Eram jovens, na maioria rondando os quinze, vinte anos de idade. A Revolução e o 25 de Abril dizem-lhes tanto como a nós a guerra dos Cem Anos. Para eles, não faz sentido falar de um “antes” e de um “depois”. Foram a Belém ouvir música e beber cerveja. Os mais velhos esperaram para ouvir Sérgio Godinho e pela festa que não houve.

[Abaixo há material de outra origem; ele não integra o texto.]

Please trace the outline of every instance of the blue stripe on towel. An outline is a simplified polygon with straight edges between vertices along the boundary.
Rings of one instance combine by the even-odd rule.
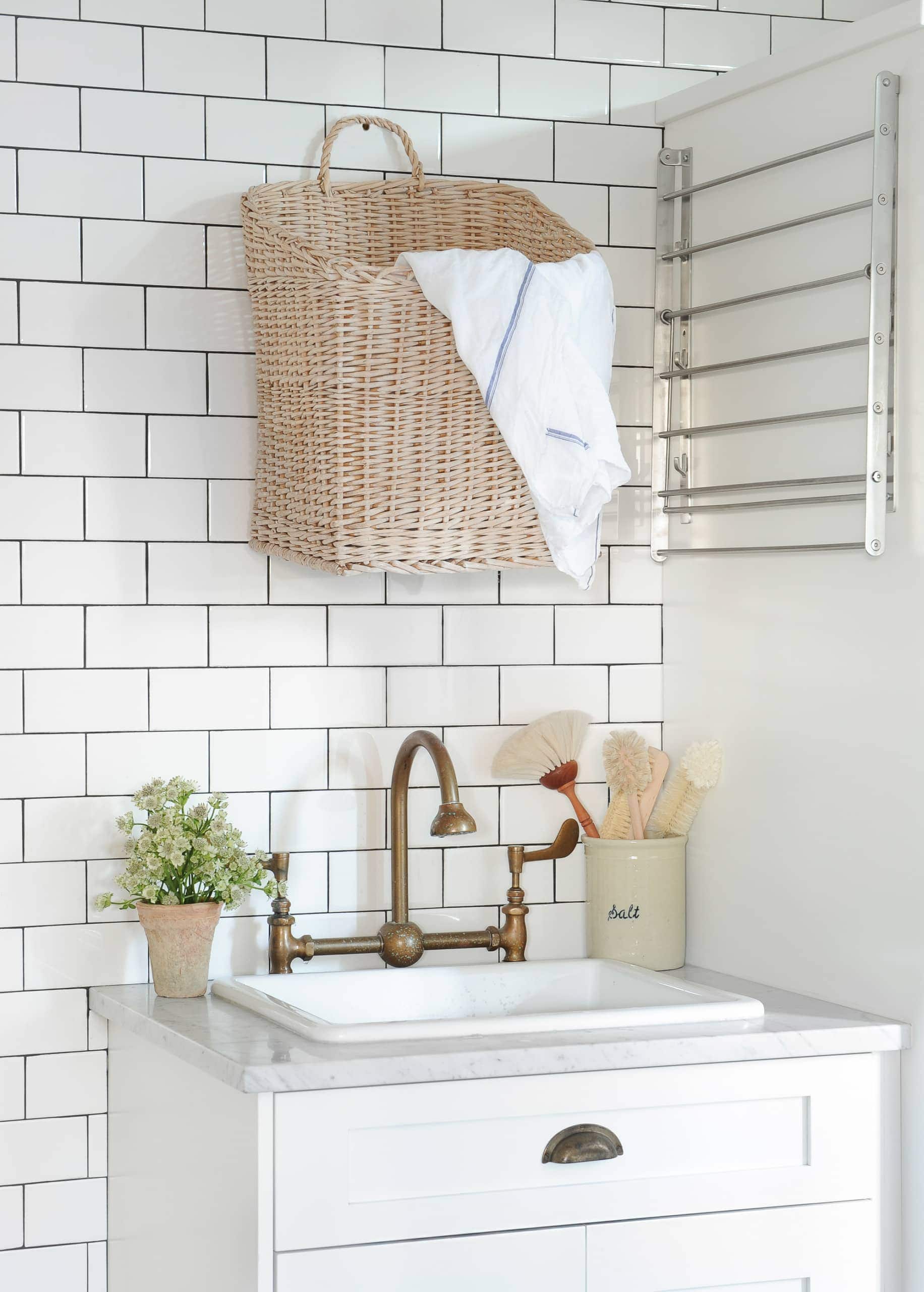
[[[501,376],[501,370],[503,368],[503,360],[507,358],[507,350],[510,349],[510,342],[514,339],[514,332],[516,331],[516,324],[520,322],[520,314],[523,311],[523,300],[527,295],[527,288],[532,282],[533,274],[536,273],[536,265],[530,261],[527,265],[527,273],[523,275],[523,282],[520,283],[520,291],[516,293],[516,304],[514,305],[514,313],[510,315],[510,323],[507,323],[507,331],[503,333],[503,340],[498,346],[497,358],[494,359],[494,371],[490,375],[490,381],[488,382],[488,393],[484,397],[484,402],[490,408],[490,402],[494,398],[494,391],[497,390],[497,382]]]
[[[572,435],[568,430],[556,430],[555,426],[546,426],[547,439],[564,439],[570,444],[579,444],[582,448],[590,448],[586,439],[581,439],[579,435]]]

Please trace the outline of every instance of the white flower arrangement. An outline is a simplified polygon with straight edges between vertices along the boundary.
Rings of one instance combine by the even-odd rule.
[[[111,893],[101,893],[94,903],[97,911],[108,906],[128,911],[136,902],[223,902],[232,911],[252,889],[268,898],[283,895],[263,868],[266,853],[248,857],[241,832],[228,824],[227,797],[209,795],[206,802],[188,806],[196,789],[194,780],[173,776],[166,782],[155,779],[138,791],[133,802],[147,818],[136,820],[129,811],[116,819],[129,839],[125,870],[116,879],[128,897],[114,902]]]

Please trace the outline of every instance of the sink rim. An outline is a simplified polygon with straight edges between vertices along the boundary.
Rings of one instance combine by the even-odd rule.
[[[592,1009],[545,1009],[520,1014],[496,1013],[492,1016],[425,1019],[329,1022],[321,1016],[311,1013],[305,1005],[296,1005],[281,1000],[254,985],[254,979],[258,979],[259,982],[267,981],[268,986],[268,981],[276,977],[274,974],[236,974],[219,978],[212,983],[210,990],[219,999],[230,1000],[252,1013],[280,1023],[289,1031],[324,1045],[434,1041],[445,1039],[474,1040],[477,1037],[501,1039],[505,1036],[521,1036],[524,1034],[554,1035],[576,1031],[613,1032],[635,1027],[662,1028],[697,1023],[752,1023],[764,1017],[761,1001],[751,996],[674,978],[668,973],[643,969],[639,965],[599,957],[582,956],[525,961],[524,964],[425,965],[407,972],[413,973],[418,981],[421,974],[458,974],[465,977],[481,974],[494,978],[496,975],[528,972],[530,968],[539,969],[542,966],[545,969],[554,969],[556,965],[570,966],[574,964],[618,966],[619,974],[625,974],[627,978],[639,978],[649,983],[658,982],[663,987],[675,987],[679,994],[678,1000],[665,1004],[609,1005]],[[348,974],[355,985],[357,975],[370,973],[374,973],[378,979],[382,970],[338,969],[328,970],[323,974],[297,974],[296,977],[299,979],[310,979],[312,977],[332,979]],[[388,978],[392,977],[394,974],[388,974]],[[285,981],[290,981],[289,975],[285,975]]]

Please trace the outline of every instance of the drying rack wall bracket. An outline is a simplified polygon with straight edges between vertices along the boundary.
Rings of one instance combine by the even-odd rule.
[[[879,557],[885,550],[885,516],[896,508],[894,469],[894,283],[896,283],[896,205],[898,160],[898,90],[899,78],[881,71],[875,83],[875,119],[871,130],[822,143],[801,152],[774,158],[699,183],[693,182],[690,149],[662,149],[658,154],[657,229],[654,273],[654,410],[652,447],[652,557],[665,561],[668,554],[755,553],[755,552],[841,552],[866,550]],[[697,193],[733,183],[737,180],[790,165],[807,158],[872,141],[872,176],[870,196],[848,205],[787,220],[782,224],[746,229],[711,242],[693,242],[693,198]],[[854,211],[870,211],[870,261],[857,269],[829,278],[777,287],[763,292],[742,293],[711,304],[693,304],[693,261],[697,255],[736,243],[760,239],[768,234],[796,229],[801,225],[836,220]],[[866,336],[825,345],[777,350],[743,359],[697,364],[694,362],[693,320],[716,310],[733,310],[741,305],[763,304],[783,296],[810,292],[836,283],[866,279],[870,284],[869,331]],[[693,425],[693,385],[697,376],[747,368],[794,358],[810,358],[838,350],[866,348],[866,404],[809,410],[777,417],[756,416],[714,425]],[[697,488],[693,470],[696,441],[748,432],[764,433],[783,425],[823,421],[832,417],[865,417],[866,460],[863,474],[794,477],[710,484]],[[861,464],[858,463],[857,466]],[[819,486],[857,484],[862,488],[848,494],[805,494],[801,490]],[[786,496],[773,497],[773,490],[786,490]],[[702,503],[710,494],[746,494],[768,491],[768,496],[743,501]],[[792,491],[796,491],[795,494]],[[739,512],[751,508],[812,506],[822,503],[857,503],[863,505],[863,540],[856,543],[779,543],[751,547],[674,547],[671,518],[681,525],[693,522],[693,513]]]

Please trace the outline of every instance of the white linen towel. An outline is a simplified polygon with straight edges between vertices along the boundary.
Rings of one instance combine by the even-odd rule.
[[[453,324],[527,478],[559,570],[587,588],[600,513],[630,477],[609,403],[613,287],[598,252],[534,265],[517,251],[405,252],[431,305]]]

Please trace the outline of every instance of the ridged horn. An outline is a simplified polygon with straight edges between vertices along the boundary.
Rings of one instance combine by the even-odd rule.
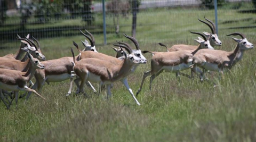
[[[201,33],[200,33],[200,32],[193,32],[193,31],[189,31],[189,32],[190,32],[190,33],[191,33],[191,34],[197,34],[197,35],[198,35],[201,36],[201,37],[204,38],[204,41],[207,41],[207,38],[206,38],[206,37],[204,35],[202,34]]]
[[[91,34],[91,32],[89,32],[88,31],[87,31],[86,30],[85,30],[85,29],[84,29],[84,30],[85,31],[85,32],[87,32],[87,34],[88,34],[91,37],[91,39],[92,39],[92,42],[93,43],[93,45],[95,45],[95,39],[94,39],[94,37],[93,37],[93,36],[92,35],[92,34]]]
[[[39,43],[38,40],[36,39],[35,38],[34,38],[33,36],[32,36],[32,38],[36,41],[36,44],[37,44],[37,46],[38,47],[38,49],[40,49],[41,48],[41,46],[40,46],[40,44]]]
[[[246,37],[245,35],[240,32],[234,32],[229,35],[227,35],[227,36],[240,36],[243,39],[245,39]]]
[[[30,43],[29,44],[30,45],[33,45],[33,46],[34,46],[34,47],[35,47],[35,48],[36,48],[36,50],[37,50],[37,51],[38,50],[38,48],[37,48],[37,46],[36,46],[36,45],[35,43],[31,41],[30,40],[29,40],[29,39],[27,38],[27,37],[26,37],[26,39],[27,39],[28,40],[28,41],[29,41],[29,43]]]
[[[216,33],[214,31],[214,29],[213,28],[213,27],[212,27],[212,26],[210,23],[207,23],[205,21],[204,21],[203,20],[201,20],[200,19],[199,19],[199,18],[198,19],[199,21],[206,24],[207,26],[208,26],[208,27],[209,27],[209,28],[211,29],[211,30],[212,31],[212,33],[213,34],[216,34]]]

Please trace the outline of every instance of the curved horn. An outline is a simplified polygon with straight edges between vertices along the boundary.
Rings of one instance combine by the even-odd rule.
[[[240,32],[234,32],[229,35],[227,35],[227,36],[240,36],[242,37],[242,38],[243,39],[245,38],[245,35]]]
[[[128,53],[129,54],[132,54],[132,50],[129,48],[129,47],[127,47],[127,46],[124,45],[119,45],[119,44],[113,44],[114,46],[118,46],[118,47],[123,47],[124,48],[125,48],[127,52],[128,52]]]
[[[18,36],[19,36],[19,35],[18,35]],[[34,45],[35,48],[36,48],[36,49],[37,50],[37,48],[36,46],[35,45],[35,44],[31,43],[31,41],[29,40],[29,39],[27,39],[27,38],[19,38],[19,37],[17,37],[16,38],[18,40],[25,40],[25,41],[27,41],[27,43],[28,43],[29,44],[29,45],[30,45],[30,46]]]
[[[90,32],[87,31],[86,30],[85,30],[85,29],[84,29],[87,32],[87,34],[88,34],[90,35],[90,36],[91,37],[91,39],[92,39],[92,41],[93,43],[93,45],[95,45],[95,39],[93,36],[92,35],[92,34],[91,34]]]
[[[27,37],[26,37],[26,39],[27,39],[28,40],[28,41],[29,41],[30,45],[33,45],[33,46],[34,46],[34,47],[35,47],[35,48],[36,48],[36,50],[37,50],[37,51],[38,50],[38,49],[37,48],[37,46],[36,46],[36,45],[35,44],[35,43],[31,42],[31,41],[29,40],[29,39],[27,38]]]
[[[127,47],[129,48],[131,51],[132,51],[132,48],[131,47],[131,46],[129,44],[125,43],[124,42],[121,42],[121,41],[116,41],[116,42],[119,44],[124,45],[125,46],[127,46]]]
[[[91,38],[90,38],[89,36],[88,36],[85,34],[83,32],[83,31],[82,31],[81,30],[79,30],[80,31],[80,32],[81,32],[82,34],[83,34],[83,35],[84,35],[85,37],[86,37],[87,38],[88,38],[88,39],[90,41],[90,43],[91,43],[91,46],[94,46],[94,44],[93,44],[93,42],[92,41],[92,40],[91,39]]]
[[[41,48],[41,46],[40,46],[40,44],[39,43],[38,40],[37,40],[37,39],[36,39],[35,38],[33,37],[33,36],[32,36],[32,38],[35,40],[35,41],[36,41],[36,43],[37,44],[37,46],[38,47],[38,49],[40,49]]]
[[[124,36],[125,36],[126,38],[129,39],[130,40],[132,40],[133,42],[133,43],[135,44],[135,46],[136,47],[136,49],[137,49],[137,50],[140,49],[140,46],[139,46],[139,43],[138,43],[137,40],[135,39],[135,38],[133,37],[129,36],[126,34],[124,33],[123,33],[123,35],[124,35]]]
[[[214,31],[214,29],[213,28],[213,27],[212,27],[212,26],[209,23],[205,22],[205,21],[204,21],[203,20],[200,20],[200,19],[199,19],[199,18],[198,18],[198,20],[199,21],[206,24],[207,26],[208,26],[208,27],[210,27],[210,28],[211,29],[211,30],[212,31],[212,33],[213,34],[216,34],[215,31]]]
[[[212,21],[210,20],[209,19],[206,18],[204,15],[204,18],[205,20],[206,20],[207,21],[209,22],[212,25],[212,27],[213,27],[213,29],[214,30],[214,32],[216,34],[216,32],[216,32],[216,26],[215,25],[214,23],[213,23]],[[213,34],[213,33],[212,33],[212,34]]]
[[[189,31],[189,32],[190,32],[190,33],[192,33],[192,34],[197,34],[198,35],[201,36],[201,37],[202,37],[204,38],[204,41],[207,41],[206,37],[204,35],[202,34],[201,33],[197,32],[193,32],[193,31]]]

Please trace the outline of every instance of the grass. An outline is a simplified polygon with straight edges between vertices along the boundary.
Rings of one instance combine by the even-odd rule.
[[[219,35],[223,45],[217,49],[234,49],[235,42],[225,35],[236,31],[245,34],[248,40],[255,44],[253,29],[227,29],[245,24],[255,24],[255,19],[236,23],[221,22],[252,17],[253,14],[233,14],[234,11],[227,11],[218,12],[222,14],[219,14]],[[170,47],[177,43],[195,45],[193,39],[196,36],[188,34],[188,30],[199,31],[203,27],[204,30],[209,31],[196,18],[203,18],[205,15],[213,19],[212,13],[212,11],[202,13],[192,10],[156,10],[155,13],[141,12],[138,15],[137,38],[142,50],[165,51],[157,45],[159,41]],[[240,16],[237,16],[236,14]],[[130,21],[130,18],[127,21]],[[130,29],[130,27],[121,28],[122,32]],[[94,36],[96,45],[100,45],[97,46],[97,49],[114,56],[111,45],[100,45],[102,35]],[[116,39],[126,40],[121,36],[108,34],[107,37],[109,43]],[[59,37],[41,39],[40,43],[46,60],[51,60],[71,56],[72,41],[78,43],[83,39],[81,36]],[[6,45],[18,47],[19,43]],[[82,48],[82,44],[78,45]],[[16,50],[17,48],[2,49],[0,56],[15,53]],[[255,54],[254,49],[246,52],[243,60],[226,72],[224,78],[220,80],[216,73],[207,74],[218,83],[215,88],[207,82],[201,83],[197,79],[188,80],[181,77],[179,81],[174,73],[164,72],[154,81],[150,91],[148,89],[149,79],[147,78],[137,97],[140,106],[135,105],[128,91],[119,82],[115,83],[113,97],[109,100],[105,98],[105,91],[97,95],[87,89],[89,94],[87,97],[73,94],[66,98],[65,95],[68,88],[68,80],[46,84],[41,92],[47,99],[45,102],[31,96],[26,104],[23,103],[24,99],[20,99],[18,110],[15,108],[14,103],[10,110],[0,103],[0,141],[254,141]],[[151,55],[145,55],[149,63],[140,65],[128,79],[134,93],[139,87],[143,72],[150,69]],[[188,73],[189,71],[185,72]],[[97,85],[94,85],[97,88]]]

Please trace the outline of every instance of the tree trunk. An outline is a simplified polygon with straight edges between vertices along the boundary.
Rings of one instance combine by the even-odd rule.
[[[137,0],[132,1],[132,36],[134,38],[136,37],[136,24],[137,24]]]

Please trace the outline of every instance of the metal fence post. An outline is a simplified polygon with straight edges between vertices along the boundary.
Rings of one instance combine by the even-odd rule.
[[[107,38],[106,37],[106,19],[105,19],[105,2],[102,0],[103,11],[103,34],[104,34],[104,45],[107,44]]]
[[[216,25],[216,32],[218,35],[218,15],[217,15],[217,0],[214,0],[215,24]]]

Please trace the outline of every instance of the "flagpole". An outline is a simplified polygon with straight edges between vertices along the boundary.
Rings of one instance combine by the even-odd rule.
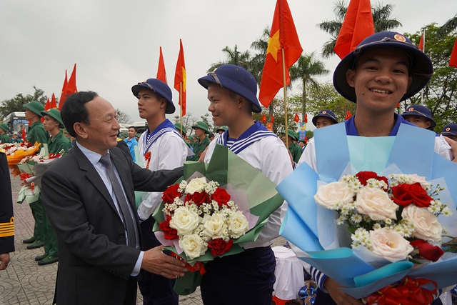
[[[286,94],[286,61],[284,60],[284,48],[281,49],[282,54],[282,61],[283,61],[283,89],[284,89],[284,126],[286,130],[285,138],[286,138],[286,148],[288,149],[288,133],[287,132],[287,95]]]
[[[426,30],[423,30],[423,41],[422,44],[422,47],[423,48],[423,50],[422,50],[422,51],[425,54],[426,53]],[[421,105],[423,105],[423,88],[422,88],[422,89],[421,89]]]
[[[183,82],[179,82],[179,129],[183,135]]]

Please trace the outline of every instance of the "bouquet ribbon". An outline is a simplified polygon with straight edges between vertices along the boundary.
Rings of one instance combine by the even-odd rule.
[[[421,287],[429,283],[435,286],[433,290]],[[436,289],[437,284],[434,281],[405,276],[398,285],[387,286],[364,298],[364,301],[370,305],[428,305],[433,301]]]

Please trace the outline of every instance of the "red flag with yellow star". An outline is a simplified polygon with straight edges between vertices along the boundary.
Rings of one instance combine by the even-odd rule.
[[[268,107],[279,89],[291,83],[288,68],[298,59],[302,51],[287,1],[277,0],[258,93],[258,100],[263,106]],[[286,66],[285,84],[283,60]]]
[[[368,36],[374,34],[370,0],[351,0],[335,44],[335,53],[343,59]]]
[[[184,116],[186,115],[186,64],[184,63],[183,42],[181,39],[179,39],[178,62],[176,62],[176,69],[174,72],[174,89],[179,92],[181,116]]]

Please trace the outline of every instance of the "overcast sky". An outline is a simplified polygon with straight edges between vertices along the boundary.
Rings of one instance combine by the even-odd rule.
[[[316,24],[335,17],[336,0],[288,0],[304,52],[320,54],[329,36]],[[169,84],[182,39],[187,71],[187,112],[207,112],[206,91],[197,83],[226,46],[248,49],[271,26],[276,0],[1,0],[0,101],[33,86],[60,97],[65,70],[77,64],[79,91],[92,90],[139,121],[131,86],[156,77],[162,46]],[[346,0],[346,3],[348,1]],[[372,4],[375,4],[372,0]],[[414,33],[442,25],[457,14],[456,0],[391,0],[393,16]],[[323,60],[323,59],[322,59]],[[336,56],[323,60],[331,74]],[[174,101],[178,93],[172,89]],[[298,93],[297,85],[294,93]],[[175,105],[177,103],[175,102]],[[176,106],[176,114],[179,107]],[[172,116],[170,117],[172,118]]]

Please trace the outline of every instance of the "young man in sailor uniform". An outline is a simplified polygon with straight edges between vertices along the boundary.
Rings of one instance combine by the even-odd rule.
[[[379,32],[365,39],[343,59],[333,74],[336,91],[357,104],[356,114],[344,122],[346,134],[366,137],[396,136],[401,124],[411,125],[395,113],[396,104],[421,91],[432,73],[430,59],[403,35]],[[440,141],[438,151],[435,145],[438,154],[445,144],[438,137],[437,141]],[[317,171],[315,145],[316,141],[308,143],[298,164],[306,162]],[[451,159],[451,146],[446,149]],[[318,270],[311,266],[310,273],[320,288],[315,304],[363,304]],[[441,304],[439,300],[436,301]]]
[[[132,86],[131,91],[138,98],[140,117],[148,122],[148,129],[141,134],[138,144],[144,166],[151,171],[182,166],[191,151],[165,117],[166,114],[175,111],[170,87],[162,81],[149,79]],[[144,193],[143,201],[138,207],[144,250],[161,244],[152,231],[155,221],[151,215],[161,203],[161,192]],[[138,281],[144,304],[177,305],[178,295],[173,290],[175,281],[141,270]]]
[[[261,112],[257,84],[244,69],[223,65],[199,79],[208,89],[209,106],[216,126],[228,129],[208,146],[209,162],[217,144],[228,146],[276,184],[292,172],[290,157],[282,141],[260,122],[252,112]],[[278,236],[281,208],[270,216],[254,242],[239,254],[216,258],[206,265],[201,285],[205,304],[271,304],[276,261],[270,247]]]

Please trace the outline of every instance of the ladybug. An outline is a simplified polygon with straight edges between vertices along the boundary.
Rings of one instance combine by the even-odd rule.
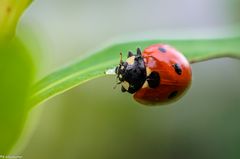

Para os mais jovens a revolução resume-se a uma data nos compêndios de História. Quando muito, sabem que os pais faltaram às aulas nesse dia. Ou que houve cravos vermelhos na ponta de espingardas, uma canção na rádio e um tal Marcelo que foi recambiado para o Brasil. Aos 15 anos, não se quer saber de cravos nem do Brasil e muito menos do Marcelo. Aos 15 anos, é preciso guardar todas as energias para as revoluções que assomam no coração em cada cinco minutos. Vai-se a Belém para estar com ela ou com ele, ouvir música e curtir.
Na noite de sexta para sábado, no relvado imenso em frente à torre de Belém, dava ideia de que ninguém queria ouvir falar do 25 de Abril. Anunciavam-se festejos, uma celebração, enfim, esperava-se qualquer coisa que tivesse a ver com “liberdade” e “democracia”, que nos lembrasse que o “povo unido jamais será vencido”. Nada disso aconteceu. Pelo palco, feericamente iluminado, passaram os Tubarões de Cabo Verde, os Rádio Macau e Sérgio Godinho. Sem uma referência à data, uma palavra de ordem, nada. Não se gritou contra o fascismo. O rio mesmo ali ao lado e nenhuma gaivota voava, voava… A reacção não passará? Já passou. E em 18 anos de democracia, “o pior sistema de todos com excepção de todos os outros”, como diz a canção de Sérgio Godinho, os portugueses passaram-se.

“Quero Lá Saber!”

Os Tubarões deram tudo por tudo para animar e “avisar a malta”. Sem grandes resultados, diga-se. Catadupas de ritmos africanos, uma iluminação de palco eficaz e uma som que dava todas as hipóteses aos músicos não foram suficientes para entusiasmar os milhares de pessoas espalhadas pelo relvado que preferiram passear ao longo do Tejo ou então – alternativa muito do agrado dos mais novos – a renovação periódica e sistemática das provisões alcoólicas. Os basbaques optaram por especar diante da Torre e abrir a boca de espanto diante dos bonecos de Vasco da Gama, Camões ou da Cruz de Cristo projectados em feixes “laser” contra as paredes do monumento.
Xana e os Rádio Macau vieram a seguir. A cantora surgiu de “top” e calças negras por baixo de um casaco vermelho, numa das poucas alusões à cor de Abril. Os Rádio Macau também não entusiasmaram. Poucos minutos depois da meia-noite aconteceu o inesperado, quando acabados de entrar na data histórica, público e banda entoaram o refrão “quero lá saber”.
Esperava-se que Sérgio Godinho pudesse salvar a noite, mas tal não aconteceu. O único dos músicos presentes com um passado de luta contra a censura e de clandestinidade passou cheio de pressa pelo palco de Belém. Disse “olá”, um “hoje é 25 de Abril” sem outros comentários e “boa noite, obrigado”. Quem quisesse “mensagem”, que procurasse nas letras das canções: “Salão de Festas”, “Arranja-me um emprego”, “Aos amores”, “Coro das velhas”, “Alice no país dos matraquilhos”, “Etelvina”, “Os demónios de Alcácer-Quibir”, servidos a preceito pelo cantor e pela banda num registo popular que não logrou o efeito de festa pretendido. À distância todo esse passado, já pouco mais consegue provocar que um “brilhozinho nos olhos”.
Para a semana é o 1º de Maio e, com sorte, talvez Torres Couto disserte sobre os Descobrimentos. E assim “cá se vai andando, com a cabeça entre as orelhas”.